The condition where one of the fingers gets stuck in a bent position is called trigger finger.
It is also known as stenosing tenosynovitis.
Trigger finger can be attributed to the narrowing down of the space within the sheath surrounding the tendon.
In severe cases, the affected finger can get locked in a bent position.
Individuals whose hobbies or job requires repetitive gripping action are more susceptible to developing trigger finger.
Treatment can range from conservative (medications and therapy) alternatives to trigger finger surgery.
Trigger finger often affects the middle and ring finger as well as the thumb. In some cases, more than one finger can be affected at the same time.
Triggering is more noticeable in the mornings or when grasping an object or straightening the affected finger.
Some of the most common indicators of trigger finger includes:
- Stiffness of the affected finger (especially in the mornings)
- Clicking or popping sensation (especially when the affected finger is moved)
- Nodule (bump) or tenderness (of the palm at the affected finger’s base)
- Locking of the affected finger in bent position
Some of the factors that can put one at risk of developing the condition include:
- Sex – women are more susceptible to developing trigger finger as opposed to men.
- Certain health issues – individuals with rheumatoid arthritis and diabetes are at a higher risk.
- Repeated gripping – hobbies and occupations that entail prolonged gripping or repetitive hand use can increase one’s risk of developing trigger finger.
Diagnosing trigger finger does not involve elaborate testing.
The diagnosis is often based on the individual’s medical history and physical examination.
During the physical examination, the patient will be asked to open and close the hand to check for areas of pain.
Evidence of locking will also be looked into.
The doctor will also feel the palm to check if a lump is present. Lumps that are associated with trigger finger will move as the finger moves as it is attached to the tendon responsible for moving the finger.
Treatment options for trigger finger will vary and will depend on the condition’s duration and severity.
Nonsteroidal anti-inflammatory drugs like naproxen (Aleve) and ibuprofen (Motrin IB and Advil) can help ease the pain.
However, it cannot relieve the swelling that constricts the tendon sheath.
Conservative (non-invasive) treatments for trigger finger include:
- Splint – your doctor may recommend wearing a splint at night for at least 6 weeks. This is done so the affected finger is kept in an extended position.
- Heat or ice – some individuals find relief in warm water soaks done first thing in the morning.
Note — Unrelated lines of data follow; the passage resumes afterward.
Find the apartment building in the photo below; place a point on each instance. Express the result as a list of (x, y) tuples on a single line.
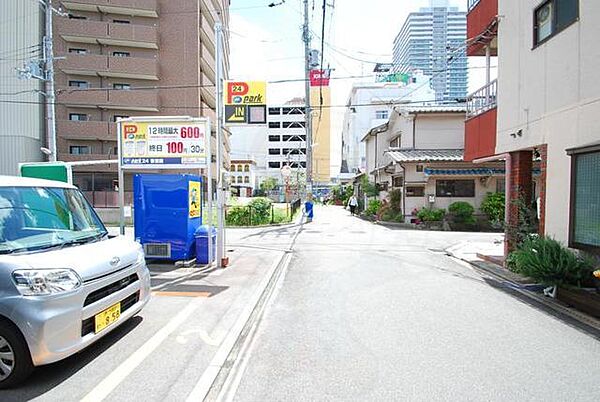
[(121, 58), (432, 40), (286, 138), (369, 105), (21, 101), (548, 101)]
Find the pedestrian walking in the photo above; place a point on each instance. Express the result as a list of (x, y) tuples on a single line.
[(353, 203), (308, 209)]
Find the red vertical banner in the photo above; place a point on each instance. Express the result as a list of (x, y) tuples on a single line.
[(319, 78)]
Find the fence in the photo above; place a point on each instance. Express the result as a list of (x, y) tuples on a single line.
[(248, 215), (107, 199), (482, 100)]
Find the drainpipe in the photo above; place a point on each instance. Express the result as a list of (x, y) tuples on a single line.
[(507, 188)]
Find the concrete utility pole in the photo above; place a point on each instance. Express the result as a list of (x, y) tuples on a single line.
[(309, 151), (219, 94), (49, 75)]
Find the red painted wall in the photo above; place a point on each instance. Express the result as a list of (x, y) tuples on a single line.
[(478, 19), (480, 135)]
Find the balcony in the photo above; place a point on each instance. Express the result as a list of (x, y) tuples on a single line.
[(139, 100), (107, 66), (86, 130), (106, 33), (139, 8), (482, 19), (480, 127)]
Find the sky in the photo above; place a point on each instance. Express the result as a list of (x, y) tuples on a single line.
[(266, 44)]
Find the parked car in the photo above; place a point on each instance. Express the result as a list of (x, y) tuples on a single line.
[(64, 281)]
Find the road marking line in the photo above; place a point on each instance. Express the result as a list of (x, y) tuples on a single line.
[(106, 386), (181, 294)]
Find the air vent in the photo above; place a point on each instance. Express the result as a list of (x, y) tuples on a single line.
[(157, 250)]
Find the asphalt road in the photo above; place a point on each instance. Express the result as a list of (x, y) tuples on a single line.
[(161, 354), (369, 313)]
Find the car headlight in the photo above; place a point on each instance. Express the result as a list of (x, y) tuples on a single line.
[(39, 282)]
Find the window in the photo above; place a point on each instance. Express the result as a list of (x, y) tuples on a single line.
[(78, 117), (455, 188), (80, 150), (415, 191), (553, 16), (121, 86), (79, 84), (294, 124), (382, 114), (585, 200)]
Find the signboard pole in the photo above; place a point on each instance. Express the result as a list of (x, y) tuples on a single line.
[(220, 198), (121, 181)]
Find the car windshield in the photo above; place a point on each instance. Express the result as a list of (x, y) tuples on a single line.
[(35, 218)]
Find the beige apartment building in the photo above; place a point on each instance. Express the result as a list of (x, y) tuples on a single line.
[(125, 58)]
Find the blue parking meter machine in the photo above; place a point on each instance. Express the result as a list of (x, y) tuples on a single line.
[(167, 213)]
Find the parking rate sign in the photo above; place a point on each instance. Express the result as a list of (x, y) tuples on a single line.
[(163, 144), (245, 102)]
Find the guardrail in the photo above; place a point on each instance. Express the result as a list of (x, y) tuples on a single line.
[(482, 100)]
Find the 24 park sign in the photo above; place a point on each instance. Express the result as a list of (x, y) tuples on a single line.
[(163, 143), (245, 102)]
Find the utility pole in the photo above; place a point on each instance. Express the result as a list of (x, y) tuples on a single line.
[(309, 151), (219, 110), (49, 75)]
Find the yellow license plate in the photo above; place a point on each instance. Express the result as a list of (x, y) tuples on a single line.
[(107, 317)]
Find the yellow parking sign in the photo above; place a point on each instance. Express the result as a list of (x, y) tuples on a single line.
[(194, 199)]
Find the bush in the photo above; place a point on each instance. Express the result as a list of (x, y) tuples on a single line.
[(431, 214), (462, 212), (373, 207), (493, 206), (550, 263)]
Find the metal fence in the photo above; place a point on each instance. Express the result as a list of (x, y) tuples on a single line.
[(472, 3), (482, 100), (247, 215), (107, 199)]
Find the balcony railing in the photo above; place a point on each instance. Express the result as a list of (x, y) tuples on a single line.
[(472, 3), (482, 100)]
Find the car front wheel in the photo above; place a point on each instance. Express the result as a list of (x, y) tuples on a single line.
[(15, 360)]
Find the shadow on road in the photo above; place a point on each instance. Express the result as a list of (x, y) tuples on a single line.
[(45, 378), (507, 288)]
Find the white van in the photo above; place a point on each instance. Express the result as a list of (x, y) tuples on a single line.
[(64, 282)]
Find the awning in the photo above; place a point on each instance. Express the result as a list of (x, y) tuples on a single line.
[(470, 172), (425, 155)]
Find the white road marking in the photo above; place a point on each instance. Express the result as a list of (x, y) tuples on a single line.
[(106, 386)]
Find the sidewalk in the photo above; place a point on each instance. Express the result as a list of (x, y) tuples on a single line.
[(480, 255)]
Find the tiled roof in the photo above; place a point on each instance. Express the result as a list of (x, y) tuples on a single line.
[(426, 155)]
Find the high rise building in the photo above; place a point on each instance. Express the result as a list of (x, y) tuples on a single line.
[(21, 109), (108, 50), (433, 40)]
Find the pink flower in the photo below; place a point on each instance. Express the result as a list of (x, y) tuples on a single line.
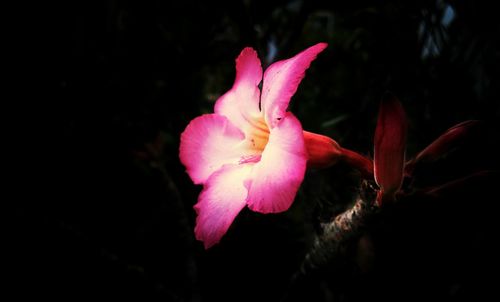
[(251, 151), (390, 147)]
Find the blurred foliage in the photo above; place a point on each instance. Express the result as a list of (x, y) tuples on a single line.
[(125, 79)]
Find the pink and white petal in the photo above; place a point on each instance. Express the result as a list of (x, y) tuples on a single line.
[(241, 103), (274, 180), (281, 80), (207, 143), (222, 198)]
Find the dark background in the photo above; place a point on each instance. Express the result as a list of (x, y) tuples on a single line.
[(109, 212)]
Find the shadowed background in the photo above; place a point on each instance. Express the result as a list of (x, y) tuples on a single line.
[(126, 77)]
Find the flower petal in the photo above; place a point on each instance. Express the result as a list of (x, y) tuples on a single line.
[(390, 145), (220, 201), (241, 103), (281, 80), (209, 142), (454, 137), (274, 180)]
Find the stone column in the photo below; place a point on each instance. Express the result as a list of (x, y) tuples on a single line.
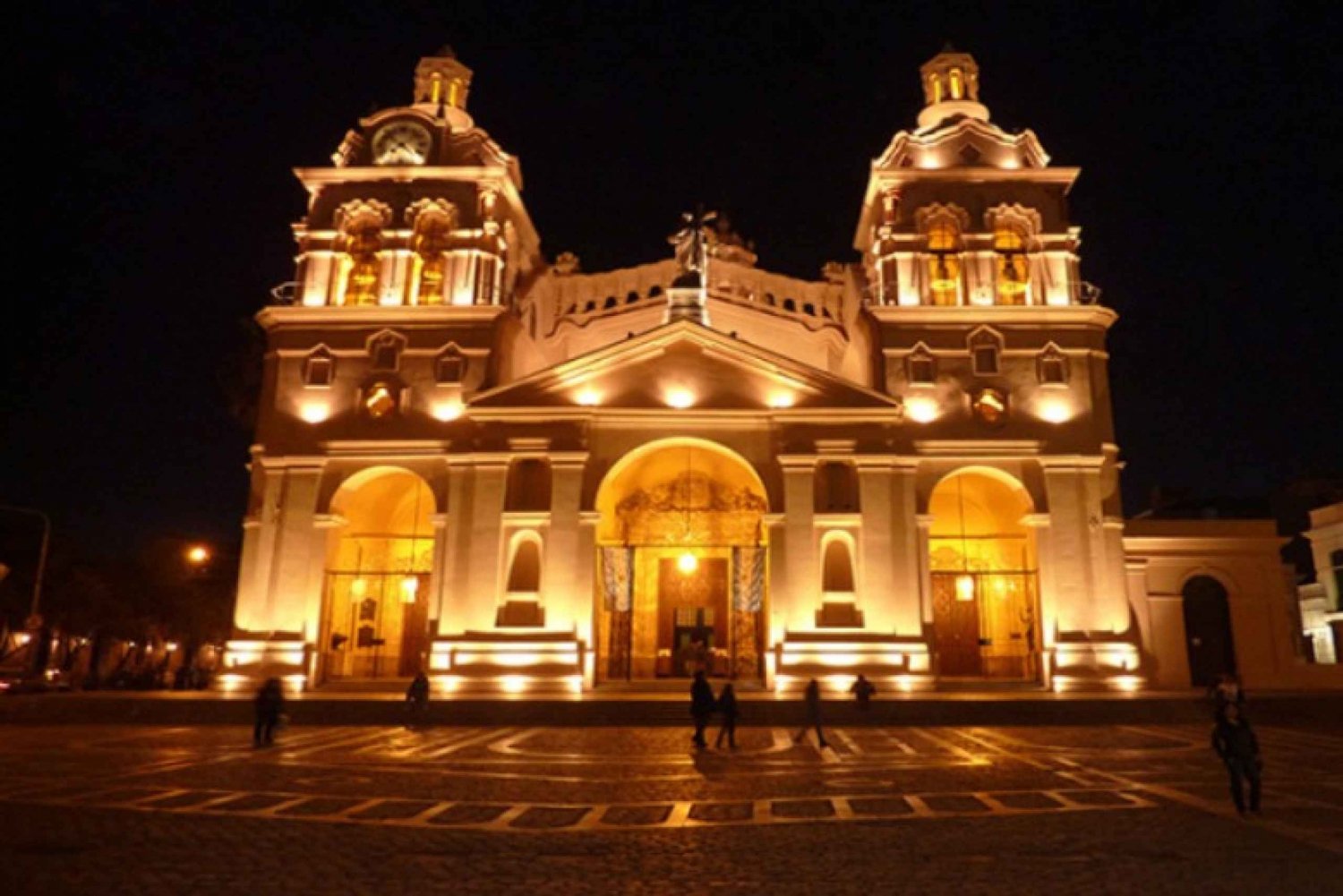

Others on the other hand, notice improvement when icing the palm several times daily.
- Stretching exercises – gentle exercises might be recommended to help ensure mobility in the finger is maintained.
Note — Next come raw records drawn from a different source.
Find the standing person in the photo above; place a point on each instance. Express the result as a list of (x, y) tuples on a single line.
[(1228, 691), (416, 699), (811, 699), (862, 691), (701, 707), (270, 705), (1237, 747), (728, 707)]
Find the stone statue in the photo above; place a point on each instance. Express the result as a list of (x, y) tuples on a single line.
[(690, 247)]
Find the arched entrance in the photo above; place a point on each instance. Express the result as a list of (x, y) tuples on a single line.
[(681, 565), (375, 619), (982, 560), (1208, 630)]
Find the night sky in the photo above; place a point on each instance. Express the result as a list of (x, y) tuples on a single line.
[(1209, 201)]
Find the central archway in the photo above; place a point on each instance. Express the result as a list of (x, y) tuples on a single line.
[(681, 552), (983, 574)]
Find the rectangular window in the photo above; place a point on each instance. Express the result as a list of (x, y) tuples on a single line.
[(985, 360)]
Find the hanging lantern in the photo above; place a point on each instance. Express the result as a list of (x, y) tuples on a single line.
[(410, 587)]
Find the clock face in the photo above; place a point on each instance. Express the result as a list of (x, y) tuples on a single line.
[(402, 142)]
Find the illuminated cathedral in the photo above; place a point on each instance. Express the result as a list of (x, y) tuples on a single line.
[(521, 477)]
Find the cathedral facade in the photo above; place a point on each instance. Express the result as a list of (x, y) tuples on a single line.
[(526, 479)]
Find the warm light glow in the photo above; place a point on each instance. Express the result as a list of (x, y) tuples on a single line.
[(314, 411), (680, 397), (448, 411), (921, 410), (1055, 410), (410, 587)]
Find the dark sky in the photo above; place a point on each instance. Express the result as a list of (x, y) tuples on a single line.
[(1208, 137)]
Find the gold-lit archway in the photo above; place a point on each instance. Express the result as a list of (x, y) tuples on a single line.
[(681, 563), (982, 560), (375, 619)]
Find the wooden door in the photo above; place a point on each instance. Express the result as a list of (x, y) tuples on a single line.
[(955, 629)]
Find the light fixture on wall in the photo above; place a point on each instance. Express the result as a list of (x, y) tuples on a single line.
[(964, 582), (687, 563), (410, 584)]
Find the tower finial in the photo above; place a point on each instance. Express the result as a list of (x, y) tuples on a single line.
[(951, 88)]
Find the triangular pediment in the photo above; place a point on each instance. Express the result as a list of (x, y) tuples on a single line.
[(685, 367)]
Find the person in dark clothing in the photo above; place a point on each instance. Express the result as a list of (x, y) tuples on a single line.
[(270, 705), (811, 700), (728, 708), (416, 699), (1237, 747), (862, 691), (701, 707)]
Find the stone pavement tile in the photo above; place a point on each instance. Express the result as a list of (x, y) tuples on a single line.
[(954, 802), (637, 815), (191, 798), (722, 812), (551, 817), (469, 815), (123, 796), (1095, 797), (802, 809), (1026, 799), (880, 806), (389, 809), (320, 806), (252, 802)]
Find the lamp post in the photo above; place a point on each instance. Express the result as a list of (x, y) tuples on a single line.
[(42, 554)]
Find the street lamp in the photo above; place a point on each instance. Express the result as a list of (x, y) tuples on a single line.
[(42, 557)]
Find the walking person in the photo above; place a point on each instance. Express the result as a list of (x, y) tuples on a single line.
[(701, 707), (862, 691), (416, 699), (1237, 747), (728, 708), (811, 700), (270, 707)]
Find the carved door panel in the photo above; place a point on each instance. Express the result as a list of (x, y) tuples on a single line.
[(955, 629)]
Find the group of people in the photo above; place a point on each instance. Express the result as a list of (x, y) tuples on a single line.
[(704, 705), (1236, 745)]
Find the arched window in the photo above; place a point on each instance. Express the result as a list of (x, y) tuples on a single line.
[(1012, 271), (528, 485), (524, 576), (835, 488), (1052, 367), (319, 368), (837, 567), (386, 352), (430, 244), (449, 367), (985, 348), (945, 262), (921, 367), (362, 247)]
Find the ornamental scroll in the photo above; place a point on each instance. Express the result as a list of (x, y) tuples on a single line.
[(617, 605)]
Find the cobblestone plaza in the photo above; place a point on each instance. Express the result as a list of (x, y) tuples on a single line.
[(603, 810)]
- Rest – refraining from activities that require repeated grasping, repetitive gripping, and prolonged use of vibrating devices (for at least 3 to 4 weeks) will be recommended.
Surgery and other procedures
If the condition does not respond to conservative treatments, the following alternatives might be suggested:
- Trigger finger surgery – a surgeon will cut open the section of the tendon sheath that is constricted. The surgeon will make use of a small incision near the affected finger’s base to perform the procedure.
- Steroid injection – injecting a steroid medication into the tendon sheath may help minimize the inflammation (allowing the tendon to freely glide). Considered one of the most common treatment alternatives, it has been proven effective in at least 90 percent of the patients.
- Percutaneous release – after the palm is numbed, the doctor will insert a needle into the tissue around the tendon affected. Moving the needle and the finger will help break apart the constriction.